Your interest rate and monthly payments are lower in a rate and term refinance, and the loan term is shortened. Going over your options with the lender is important because while a lower interest rate and monthly payments might seem like an obvious choice if a reduced loan term is available but without the option of a lower rate and lower monthly payments, the reduced loan term may make sense depending on your financial plans. Perhaps you are anticipating increased student loan payments in years that are further away, and a reduced loan term makes sense regarding coordinating your finances. Maybe a shortened loan term brings you peace of mind when it comes to paying off your debts. It is important to consider the numerical and non-numerical factors when it comes to refinancing. To further comment on the costs and factors in a rate and term refinance, it is important to know that solid credit is the most important factor when refinancing rather than putting money down. Lenders typically look for an 80% loan to value ratio or lower and good credit rather than money down. However, just because putting money down is not typically necessary doesn’t mean it shouldn’t be considered. A refinance with cash-in can reduce your interest rate and monthly payments and potentially eliminate the need for private mortgage insurance. Thus, putting money down has the potential to reduce your long-term costs.
Refinancing does come with closing costs. According to Freddie Mac, the average closing costs are in the range of $5000. These closing costs include the appraisal fee, loan origination fee, credit report fee, the survey fee if needed for property boundaries, discount points, and title search and insurance. After December 1st, 2020, there will also be a newer refinancing fee. According to Fannie Mae and Freddie Mac, there will be a 0.5% fee applied to refinances of $125,000 and higher.
The costs of refinancing have the possibility of being rolled into the loan. The disadvantage with this is that you’ll be paying interest on a higher loan amount. However, this may make sense, depending on your financial plans. If you don’t plan on owning the home for an extended period of time, a no-closing-cost can be a good choice.

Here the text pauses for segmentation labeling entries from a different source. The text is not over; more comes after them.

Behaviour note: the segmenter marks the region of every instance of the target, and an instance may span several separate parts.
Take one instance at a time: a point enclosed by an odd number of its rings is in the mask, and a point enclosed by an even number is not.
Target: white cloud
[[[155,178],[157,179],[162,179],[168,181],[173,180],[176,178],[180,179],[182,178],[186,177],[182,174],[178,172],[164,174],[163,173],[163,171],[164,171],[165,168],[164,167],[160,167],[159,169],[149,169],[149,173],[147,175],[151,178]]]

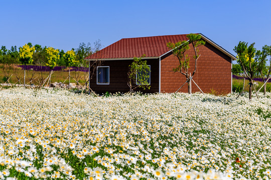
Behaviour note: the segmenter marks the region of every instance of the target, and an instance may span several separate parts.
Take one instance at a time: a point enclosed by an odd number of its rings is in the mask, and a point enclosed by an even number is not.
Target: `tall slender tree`
[[[197,62],[200,54],[199,53],[198,47],[201,45],[204,45],[205,42],[201,40],[200,34],[190,34],[187,36],[188,40],[180,41],[175,44],[169,42],[167,46],[170,50],[172,50],[173,54],[177,57],[179,60],[179,65],[173,69],[175,72],[180,72],[186,78],[186,80],[188,85],[188,92],[191,94],[191,78],[193,78],[196,70],[197,70]],[[190,48],[189,44],[191,44],[195,55],[193,56],[195,62],[195,68],[190,76],[190,72],[189,72],[190,68],[190,58],[187,51]]]
[[[242,68],[245,76],[249,82],[249,98],[252,98],[252,91],[253,86],[253,78],[255,74],[264,62],[264,58],[254,58],[256,48],[254,47],[255,42],[247,46],[247,42],[239,42],[233,50],[237,54],[237,62]]]
[[[271,46],[265,45],[262,48],[261,52],[257,50],[256,52],[255,58],[259,58],[263,60],[262,64],[259,66],[259,75],[262,80],[264,85],[263,86],[263,94],[265,95],[266,92],[266,84],[265,80],[268,80],[271,72],[271,67],[267,65],[267,56],[269,56],[269,64],[271,62]]]
[[[73,50],[68,50],[65,54],[63,54],[63,58],[65,62],[65,66],[69,67],[69,86],[68,88],[70,88],[70,68],[71,66],[74,64],[75,60],[75,53]]]

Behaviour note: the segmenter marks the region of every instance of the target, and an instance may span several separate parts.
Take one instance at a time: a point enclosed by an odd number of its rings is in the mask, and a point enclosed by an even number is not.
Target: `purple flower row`
[[[243,77],[240,77],[240,76],[238,76],[235,75],[232,75],[232,78],[237,80],[243,80],[244,78]],[[247,78],[246,78],[246,79],[247,79]],[[262,79],[261,78],[254,78],[253,80],[260,82],[263,82],[263,80],[262,80]],[[265,78],[265,80],[267,80],[267,78]],[[271,82],[271,78],[269,79],[269,80],[268,80],[268,82]]]
[[[18,65],[17,66],[22,68],[22,70],[25,70],[24,65]],[[35,71],[40,72],[49,72],[50,67],[47,66],[35,66],[35,65],[27,65],[26,66],[26,70],[33,70]],[[53,68],[54,71],[63,71],[68,72],[68,68],[63,66],[55,66]],[[71,67],[70,71],[79,70],[83,72],[87,72],[88,71],[88,68],[82,68],[82,67]]]

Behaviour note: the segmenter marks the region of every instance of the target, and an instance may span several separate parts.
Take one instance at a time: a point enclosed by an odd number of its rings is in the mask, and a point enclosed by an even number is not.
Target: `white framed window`
[[[151,84],[151,65],[148,65],[150,68],[150,70],[148,70],[146,73],[147,74],[149,74],[149,78],[147,80],[148,84],[146,84],[146,85],[150,85]],[[139,76],[140,74],[141,74],[143,72],[137,72],[137,74],[136,75],[136,78],[137,80],[136,84],[137,85],[141,85],[143,84],[141,84],[141,82],[138,81],[138,74]]]
[[[109,66],[97,67],[97,84],[109,84]]]

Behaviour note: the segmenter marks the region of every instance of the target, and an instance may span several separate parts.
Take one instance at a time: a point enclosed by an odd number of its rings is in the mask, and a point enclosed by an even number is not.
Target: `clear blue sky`
[[[235,55],[239,41],[271,45],[271,1],[0,0],[0,46],[65,52],[100,40],[200,32]]]

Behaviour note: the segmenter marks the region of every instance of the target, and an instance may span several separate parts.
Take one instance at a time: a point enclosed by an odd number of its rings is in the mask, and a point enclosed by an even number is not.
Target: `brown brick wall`
[[[211,90],[220,94],[231,92],[231,59],[216,49],[210,44],[199,48],[201,56],[198,60],[197,70],[193,80],[204,92],[210,92]],[[193,60],[194,51],[190,48],[188,51],[190,58],[191,74],[195,67]],[[161,60],[161,92],[175,92],[186,81],[185,76],[179,72],[174,72],[173,68],[179,64],[178,58],[171,55]],[[192,92],[200,90],[192,82]],[[187,84],[179,92],[187,92]]]
[[[97,75],[93,76],[90,80],[90,88],[98,94],[108,92],[129,92],[127,84],[128,67],[132,62],[131,60],[105,60],[102,66],[109,66],[109,84],[97,84]],[[159,60],[151,59],[147,60],[147,64],[151,65],[151,88],[144,90],[137,89],[142,92],[154,93],[159,92]]]

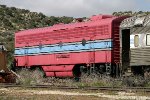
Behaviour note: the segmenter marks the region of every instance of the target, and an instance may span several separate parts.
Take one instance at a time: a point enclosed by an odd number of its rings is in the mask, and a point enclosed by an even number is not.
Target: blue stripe
[[[79,52],[79,51],[92,51],[99,49],[110,49],[112,47],[112,41],[88,41],[85,46],[81,42],[76,43],[64,43],[62,47],[57,45],[43,45],[34,47],[16,48],[15,55],[37,55],[37,54],[52,54],[52,53],[64,53],[64,52]]]

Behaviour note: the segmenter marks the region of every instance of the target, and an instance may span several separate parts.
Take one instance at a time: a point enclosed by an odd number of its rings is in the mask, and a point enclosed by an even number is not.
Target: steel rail
[[[65,90],[103,90],[103,91],[134,91],[150,92],[150,87],[96,87],[96,86],[63,86],[63,85],[18,85],[18,84],[0,84],[0,87],[23,87],[23,88],[48,88]]]

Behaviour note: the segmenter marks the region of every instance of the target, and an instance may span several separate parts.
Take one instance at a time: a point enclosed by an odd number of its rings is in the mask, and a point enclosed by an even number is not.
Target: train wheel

A cash-out is another refinancing option. This type of refinancing is often used by real estate investors, although the typical homeowner can also use it. A cash-out refinance the property owner to take out equity, hence, money out of the property, resulting in cash to the homeowner and increased debt on the mortgage. For example, suppose a homeowner paid $100,000 cash for a house. In that case, a cash-out refinance option could include taking out $80,000 in equity and acquiring a mortgage with an 80% loan to value ratio, which maintains $20,000 and thus 20% equity in the property. This can be a smart move, especially when combined with financial plans. Perhaps the homeowner would like to purchase a rental property in addition to his or her live-in home. The cash pulled out of the property could be used to purchase another property or pay off higher-interest debt such as credit card debt. Knowing your whole financial picture rather than your real estate financials is important because money can be used differently. Applying your funds to the right opportunities and the right areas is important. You can save money overall in your life when you’re aware of your whole financial picture rather than just where you stand with your real estate financials.
While refinancing might not technically require money down, it does come with costs, and it is vital to consider and be aware of those costs. Refinancing can bring interest on increased loan principal, potentially increasing your total costs over time. If you refinance more than once, the costs involved may not be worth the potential benefits, although rather than assuming, you should see for yourself what the situation entails. Remember that there are numerical and non-numerical factors important to the decision when considering refinancing, and you want to see the picture all the way through.